Marico continued to reel from high input cost pressure for another quarter. During the January-March (Q4) period, its consolidated gross profit margin contracted by 551 basis points year-on-year (y-o-y) to 46.7 per cent. In the fourth quarter, the price of copra, which has the largest share in the total input cost, surged by 61 per cent y-o-y. On the other hand, prices of other key raw materials, such as liquid paraffin and safflower oil, were up by 20-26 per cent.
Consequently, its operating profit margin contracted by 260 basis points, the highest fall in the past several quarters, to 17 per cent and was lower than the 18-19 per cent estimate by analysts. This shows that Marico’s decision to hike coconut oil prices to protect its margin did not help.

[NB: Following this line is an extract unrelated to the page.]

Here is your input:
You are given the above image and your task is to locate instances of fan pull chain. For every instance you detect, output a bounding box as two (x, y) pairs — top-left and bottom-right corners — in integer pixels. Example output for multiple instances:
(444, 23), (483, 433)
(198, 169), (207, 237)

The price hike of 22 per cent between October 2017 and March 2018 led to a 5 per cent decline in rigid pack volumes of Marico’s flagship product, Parachute coconut oil. This confined the overall volume growth of the domestic business to 1 per cent. A high-base effect and a 1 per cent decline in Marico’s Saffola refined edible oil affected volume growth. According to the management, headwind in the super-premium segment of edible oils continues.
Though Marico posted a 7.2 per cent y-o-y rise in net profit in Q4 (up by 2 per cent in 2017-18), it is due to an 18 per cent fall in tax outgo. Else, profit before tax was down 0.7 per cent y-o-y.
Marico’s stock is down a little over 6 per cent in the past two trading sessions, after the Q4 results on Wednesday.
The price hikes in the past few months enabled Marico to report a 12.6 per cent y-o-y rise in revenue in Q4, despite the dismal volume growth in the domestic business, which accounted for 78 per cent of total turnover in 2017-18. A 16 per cent growth rate in the international business, in constant currency terms, supported the top line.
The management now expects 5-7 per cent volume growth in Parachute, owing to a change in strategy. “Parachute, being the market leader, is well placed to capture a significant share of this (loose form of coconut oil which is 30-35 per cent of the coconut oil market) growth potential,” they said.
Double-digit growth in the value-added hair oil segment (22-23 per cent of sales) and in the international business is seen as leading to 8-10 per cent growth in overall volumes in 2018-19. The worry is that since inflationary pressure is expected to continue in April-September, the operating margin is likely to remain around
17 per cent.
Given the lacklustre performance and outlook, analysts are neutral on the stock, which is trading 38-40 times its 2018-19 earnings.